Wie ist die räumliche Aufteilung in diesen Häusern? (Wir bewegen uns durch das «Haus»)
EC: Gehen wir kurz in die Küche. Wenn man den Blick hier nach oben richtet, entdeckt man eine Fotografie eines architektonischen Details. Auf der anderen Seite des Hofes befinden sich die privateren Räume. Und wenn wir weiter gehen, finden wir auf diesem Foto von Bas Princen einen Baum, der im Hof steht. Er ist bedeckt mit Tüchern, um ihn vor dem Frühlingsfrost zu schützen.
Gibt es in der ganzen Stadt Mahallas? Wer lebt hier?
EC: Alle Stadtgebiete sind in Mahallas unterteilt. Und dort gibt es gleichermassen alte, aber auch moderne Häuser. Es handelt sich um eine Form des Mehrgenarationenwohnens, wenn man so will, in einem Dorf in der Stadt. Wir stellen ein grosses Spektrum an Diversität fest: Diversität in der Architektur, in den Dimensionen, in der sozialen und religiösen Zugehörigkeit. So gibt es beispielsweise in Buchara eine jüdische Mahalla. Die Leute erkennen heute den Mehrwert solcher Strukturen: Einen Garten zu haben, ist nicht selbstverständlich in einer Stadt. Solche Bewegungen beobachtet man ja auch hierzulande. In den 1970er-Jahren etwa entdeckte man die Altstadt neu.
Wie kam es zur Wahl dieses Materials? Die gelbe Farbe gleicht fast einer Kunstinstallation.
EC: Das hat eine ganz konkrete Inspiration: In vielen älteren Quartieren in Taschkent wurden während der Sowjetzeit Gasleitungen verlegt. Die Standardfarbe dieser Rohre ist derselbe Gelbton, den wir auch hier in Venedig verwendet haben. Die Idee, nur die Abstraktion des Hauses zu zeigen, haben wir mit den real existierenden Rohren kombiniert. Das ist keine referenzielle Architektur, sondern vielmehr eine Art Übersetzung.

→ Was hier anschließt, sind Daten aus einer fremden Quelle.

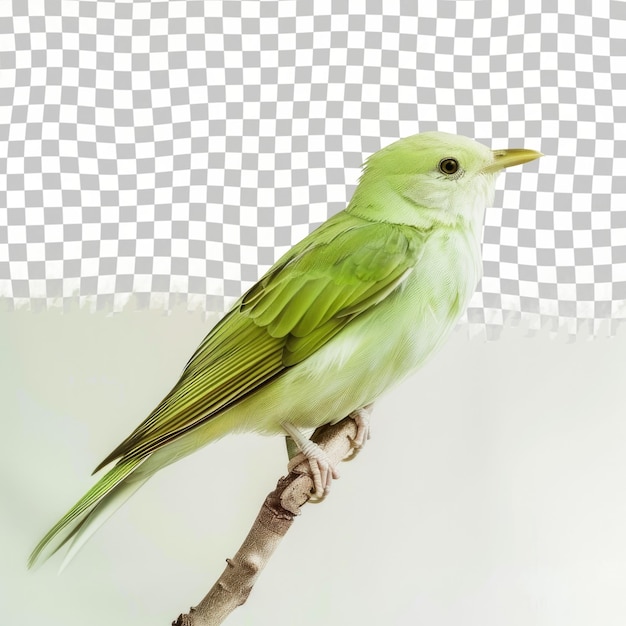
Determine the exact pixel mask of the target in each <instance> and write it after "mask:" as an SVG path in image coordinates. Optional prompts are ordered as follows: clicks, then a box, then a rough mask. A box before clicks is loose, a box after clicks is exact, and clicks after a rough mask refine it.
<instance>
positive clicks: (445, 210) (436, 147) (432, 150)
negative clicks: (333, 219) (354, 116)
mask: <svg viewBox="0 0 626 626" xmlns="http://www.w3.org/2000/svg"><path fill="white" fill-rule="evenodd" d="M540 156H541V153H540V152H535V151H534V150H525V149H522V148H510V149H506V150H490V149H489V148H487V146H484V145H483V144H481V143H478V142H477V141H474V140H473V139H469V138H467V137H462V136H460V135H451V134H449V133H441V132H436V131H433V132H425V133H420V134H417V135H412V136H411V137H406V138H405V139H400V140H399V141H396V142H394V143H392V144H391V145H389V146H387V147H386V148H383V149H382V150H379V151H378V152H376V153H374V154H373V155H372V156H370V157H369V159H368V160H367V161H366V163H365V166H364V170H363V175H362V176H361V179H360V182H359V187H358V189H357V191H356V192H355V195H354V198H353V200H352V203H351V206H350V210H352V211H354V212H355V213H358V214H363V213H370V215H371V213H372V211H382V212H383V214H384V217H385V218H386V219H387V220H389V221H396V222H399V223H409V224H414V225H416V226H427V225H429V224H431V225H432V224H433V223H446V224H454V223H456V222H458V221H459V220H463V221H469V222H473V223H476V222H482V219H483V213H484V209H485V207H487V206H489V205H490V204H491V202H492V201H493V194H494V190H495V180H496V177H497V175H498V173H499V172H500V171H501V170H502V169H503V168H505V167H510V166H512V165H520V164H522V163H527V162H528V161H532V160H533V159H536V158H538V157H540ZM394 199H395V202H394ZM402 200H404V202H402ZM368 204H369V205H370V209H366V205H368ZM377 204H378V205H379V206H378V207H375V206H374V205H377ZM363 216H364V217H368V215H363ZM381 217H382V216H381Z"/></svg>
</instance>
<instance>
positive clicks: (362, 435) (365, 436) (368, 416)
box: [348, 404, 374, 461]
mask: <svg viewBox="0 0 626 626" xmlns="http://www.w3.org/2000/svg"><path fill="white" fill-rule="evenodd" d="M373 406H374V405H373V404H368V405H367V406H364V407H362V408H360V409H357V410H356V411H353V412H352V413H350V417H351V418H352V419H353V420H354V421H355V423H356V435H355V436H354V439H353V440H352V448H353V450H354V452H353V453H352V455H351V456H350V459H348V460H350V461H351V460H352V459H353V458H354V457H355V456H356V455H357V454H358V453H359V452H360V450H361V448H362V447H363V446H364V445H365V442H366V441H367V440H368V439H369V438H370V436H371V430H370V415H371V414H372V408H373Z"/></svg>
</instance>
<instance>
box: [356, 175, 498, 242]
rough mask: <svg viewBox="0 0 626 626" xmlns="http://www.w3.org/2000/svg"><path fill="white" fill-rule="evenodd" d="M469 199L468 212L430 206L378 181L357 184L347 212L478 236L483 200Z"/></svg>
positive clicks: (387, 185) (392, 220)
mask: <svg viewBox="0 0 626 626" xmlns="http://www.w3.org/2000/svg"><path fill="white" fill-rule="evenodd" d="M468 200H470V201H471V202H472V206H471V207H470V210H469V211H468V210H464V211H462V212H461V211H455V210H454V209H453V208H450V207H445V208H430V207H428V206H424V205H423V204H422V203H420V202H419V200H418V199H417V198H416V197H415V194H411V193H410V190H407V191H405V192H402V193H401V192H399V191H397V190H396V189H393V188H392V187H391V186H389V185H388V184H387V183H386V182H385V181H384V180H381V181H376V182H375V183H370V184H368V185H366V186H364V185H363V184H361V185H359V186H358V187H357V189H356V191H355V192H354V195H353V196H352V199H351V200H350V204H349V205H348V207H347V208H346V211H347V212H348V213H351V214H352V215H356V216H358V217H360V218H362V219H366V220H369V221H372V222H393V223H396V224H405V225H407V226H413V227H415V228H419V229H420V230H430V229H432V228H441V227H444V228H462V229H467V230H471V231H472V232H474V233H475V235H476V236H477V237H480V235H481V232H482V224H483V219H484V214H485V206H486V204H485V200H486V199H483V198H476V199H468ZM466 209H467V207H466Z"/></svg>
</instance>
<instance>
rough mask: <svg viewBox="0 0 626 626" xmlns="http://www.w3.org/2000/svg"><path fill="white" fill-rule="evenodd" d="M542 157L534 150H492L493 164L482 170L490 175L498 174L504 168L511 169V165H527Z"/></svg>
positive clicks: (518, 148)
mask: <svg viewBox="0 0 626 626" xmlns="http://www.w3.org/2000/svg"><path fill="white" fill-rule="evenodd" d="M541 156H543V154H541V152H537V151H536V150H525V149H524V148H509V149H508V150H494V151H493V163H492V164H491V165H488V166H487V167H485V168H484V169H483V172H485V173H488V174H491V173H493V172H498V171H499V170H501V169H503V168H505V167H511V166H512V165H521V164H522V163H528V162H529V161H534V160H535V159H538V158H539V157H541Z"/></svg>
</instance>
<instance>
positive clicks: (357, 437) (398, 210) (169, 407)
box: [29, 132, 541, 566]
mask: <svg viewBox="0 0 626 626" xmlns="http://www.w3.org/2000/svg"><path fill="white" fill-rule="evenodd" d="M540 156H541V154H540V153H539V152H535V151H533V150H524V149H508V150H494V151H492V150H490V149H489V148H487V147H485V146H484V145H482V144H480V143H477V142H475V141H473V140H471V139H468V138H466V137H460V136H456V135H450V134H447V133H441V132H426V133H420V134H417V135H413V136H411V137H407V138H405V139H401V140H399V141H396V142H395V143H393V144H391V145H389V146H387V147H386V148H384V149H382V150H380V151H379V152H376V153H375V154H373V155H372V156H370V157H369V158H368V159H367V161H366V163H365V165H364V168H363V173H362V176H361V178H360V180H359V184H358V187H357V189H356V191H355V192H354V195H353V197H352V199H351V201H350V203H349V205H348V206H347V208H346V209H345V210H343V211H341V212H339V213H337V214H336V215H334V216H333V217H331V218H330V219H329V220H328V221H326V222H325V223H324V224H322V225H321V226H320V227H319V228H317V229H316V230H315V231H313V232H312V233H311V234H310V235H308V236H307V237H305V238H304V239H303V240H302V241H301V242H300V243H298V244H297V245H295V246H294V247H293V248H292V249H291V250H289V252H287V253H286V254H285V255H284V256H283V257H282V258H280V259H279V260H278V261H277V262H276V263H275V264H274V265H273V266H272V268H271V269H270V270H269V271H268V272H267V273H266V274H265V275H264V276H263V277H262V278H261V279H260V280H259V281H258V282H257V283H256V284H255V285H254V286H253V287H252V288H251V289H249V290H248V291H247V292H246V293H245V294H244V295H243V296H242V297H241V298H240V299H239V300H238V301H237V302H236V303H235V304H234V306H233V307H232V308H231V309H230V311H229V312H228V313H227V314H226V315H225V316H224V317H223V318H222V319H221V321H220V322H218V323H217V324H216V325H215V327H214V328H213V329H212V330H211V331H210V332H209V334H208V335H207V336H206V338H205V339H204V340H203V341H202V343H201V344H200V346H199V347H198V349H197V350H196V352H195V354H194V355H193V356H192V357H191V359H190V360H189V362H188V363H187V365H186V366H185V368H184V370H183V372H182V375H181V377H180V380H179V381H178V382H177V383H176V385H174V387H173V389H172V390H171V391H170V392H169V393H168V394H167V395H166V396H165V397H164V398H163V400H162V401H161V403H160V404H159V405H158V406H157V407H156V408H155V409H154V410H153V411H152V413H150V415H149V416H148V417H147V418H146V419H145V420H144V421H143V422H142V423H141V424H140V425H139V426H138V427H137V428H136V429H135V430H134V431H133V432H132V433H131V434H130V436H129V437H128V438H127V439H126V440H125V441H123V442H122V443H121V444H120V445H119V446H118V447H117V448H115V450H113V452H111V454H109V456H107V457H106V458H105V459H104V460H103V461H102V463H100V464H99V465H98V467H97V468H96V470H95V471H96V472H97V471H99V470H101V469H102V468H104V467H105V466H106V465H109V464H110V463H113V462H115V465H113V467H112V468H111V469H109V471H108V472H107V473H106V474H105V475H104V476H102V478H100V480H99V481H98V482H97V483H96V484H95V485H94V486H93V487H92V488H91V489H90V490H89V491H88V492H87V493H86V494H85V495H84V496H83V497H82V498H81V499H80V500H79V501H78V502H77V503H76V504H75V505H74V506H73V507H72V508H71V509H70V510H69V511H68V512H67V513H66V514H65V515H64V516H63V517H62V518H61V519H60V520H59V521H58V522H57V523H56V524H55V525H54V526H53V527H52V529H51V530H50V531H49V532H48V533H47V534H46V535H45V536H44V537H43V539H42V540H41V541H40V542H39V544H38V545H37V547H36V548H35V549H34V551H33V553H32V554H31V556H30V559H29V566H32V565H34V564H35V563H37V562H40V561H42V560H44V559H46V558H48V557H49V556H51V555H52V554H53V553H54V552H56V550H58V549H59V548H60V547H61V546H62V545H63V544H65V543H66V542H67V541H68V540H70V539H71V540H73V541H72V544H71V546H70V550H69V551H68V555H67V557H66V561H67V560H68V559H69V558H71V557H72V556H73V555H74V554H75V553H76V551H77V550H78V549H79V548H80V547H81V546H82V545H83V544H84V542H85V541H86V540H87V539H88V538H89V537H90V536H91V534H92V533H93V532H94V531H95V530H96V529H97V528H98V527H99V526H100V525H101V524H102V523H103V522H104V521H106V519H107V518H108V517H109V516H110V515H111V514H112V513H113V512H114V511H115V510H116V509H117V508H118V507H119V506H120V505H121V504H123V503H124V502H125V501H126V500H127V499H128V498H129V497H130V496H131V495H132V494H133V493H134V492H135V491H137V489H139V487H140V486H141V485H143V484H144V483H145V482H146V480H148V478H150V477H151V476H152V475H153V474H154V473H155V472H157V471H158V470H160V469H162V468H163V467H165V466H167V465H169V464H170V463H173V462H174V461H177V460H179V459H181V458H183V457H184V456H186V455H187V454H190V453H191V452H194V451H195V450H198V449H199V448H201V447H202V446H204V445H206V444H207V443H209V442H212V441H215V440H216V439H219V438H220V437H223V436H224V435H226V434H227V433H231V432H244V431H254V432H259V433H262V434H266V435H272V434H283V435H285V434H286V435H289V436H290V437H291V438H292V439H293V440H294V442H295V443H296V445H297V446H298V448H299V450H300V451H301V454H303V455H304V456H305V457H306V458H307V459H308V460H309V463H310V466H311V473H312V477H313V479H314V485H315V492H316V494H317V495H318V496H321V495H322V494H324V493H325V492H327V491H328V489H329V487H330V484H331V483H332V480H333V478H336V477H337V472H336V469H335V468H334V467H333V466H332V465H331V463H330V462H329V460H328V459H327V457H326V455H325V454H324V452H323V451H322V450H321V449H320V448H319V447H318V446H317V445H316V444H314V443H313V442H311V441H310V440H309V439H308V438H307V437H306V435H305V434H304V431H307V430H310V429H314V428H317V427H319V426H322V425H323V424H328V423H334V422H338V421H339V420H341V419H343V418H344V417H345V416H347V415H353V416H354V417H355V419H356V420H357V425H358V432H357V436H356V440H355V446H356V447H360V446H361V445H363V443H364V441H365V439H367V438H368V434H369V432H368V414H369V408H370V406H371V404H372V403H373V402H374V400H376V398H378V397H379V396H380V395H381V394H382V393H383V392H384V391H385V390H387V389H388V388H389V387H391V386H392V385H394V384H396V383H398V382H399V381H400V380H402V379H403V378H404V377H406V376H407V375H408V374H410V373H412V372H413V371H415V370H416V369H417V368H418V367H419V366H421V365H422V364H423V363H424V361H425V360H426V358H427V357H428V356H429V355H430V354H432V353H433V351H434V350H435V349H436V348H437V347H438V346H440V345H441V343H442V342H443V341H444V340H445V339H446V337H447V336H448V335H449V333H450V331H451V330H452V328H453V327H454V326H455V323H456V322H457V320H458V319H459V316H460V315H461V314H462V313H463V311H464V310H465V308H466V306H467V304H468V302H469V299H470V297H471V296H472V294H473V292H474V290H475V288H476V285H477V283H478V281H479V279H480V277H481V274H482V260H481V253H480V247H481V232H482V224H483V218H484V212H485V207H487V206H489V205H490V204H491V202H492V200H493V195H494V190H495V180H496V177H497V174H498V173H499V172H500V171H501V170H502V169H503V168H505V167H508V166H512V165H519V164H522V163H526V162H528V161H531V160H533V159H536V158H538V157H540ZM299 456H300V455H299ZM300 460H301V457H300V458H298V457H296V459H293V460H292V464H293V463H294V462H298V461H300ZM94 473H95V472H94Z"/></svg>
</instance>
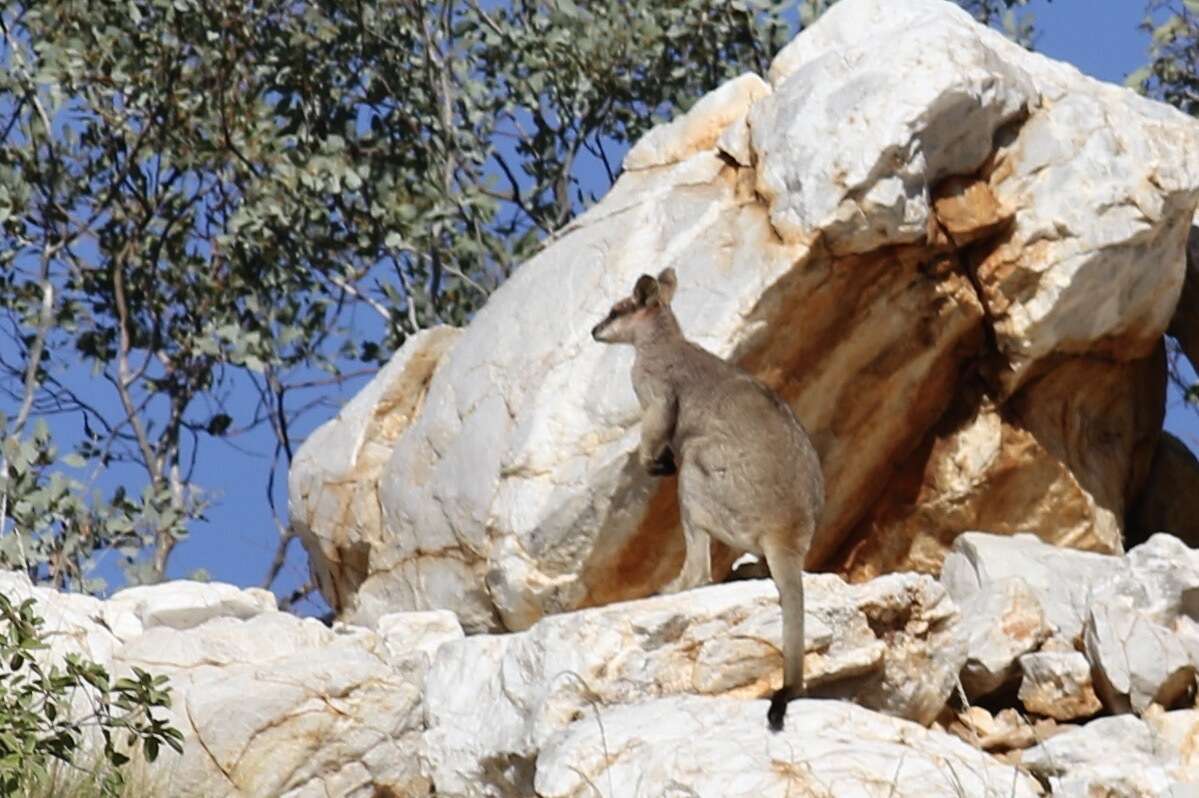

Und die Neonröhren? Findet man die auch so?
EC: Ja, durchaus! Die Beleuchtung ist meistens ganz einfach.
Sie bezeichnen diese Lebensform als ökologisch. Könnten Sie das erläutern?
EC: Was das Thema Nachhaltigkeit betrifft, ist für mich der Umgang mit der bestehenden Bausubstanz zentral. Das Neue und das Alte, das Urbane und das Rurale durchwirken sich. Gärten und eine kommunal organisierte Grundversorgung ermöglichen zudem ein funktionierendes, nachhaltiges Ökosystem.
Was haben Sie gelernt von den Mahallas? Ist dieses Konzept skalierbar?
EC: Es ist für uns ein Privileg, Gebäudetypologien zu erforschen. Das erweitert unser Repertoire und wir sind dankbar, dass wir dies mit einem international Publikum teilen dürfen. Die Frage, wie man eine solch spezifische, lokale Architektur in einen anderen Kontext transferieren kann, ist spannend. Die Rolle der vernakulären Architektur als Inspirationsquelle ist auch bei uns ein Thema. Die späte Moderne hat sich immer wieder auf solche Bauten bezogen.
Wie waren die ersten Reaktionen auf die Ausstellung in Venedig?
EC: An der offiziellen Eröffnung spürte man die Genugtuung und den Stolz der staatlichen Vertreter*innen. Ich bin gespannt, was dieses Projekt bewirkt und was es für eine Debatte auslöst.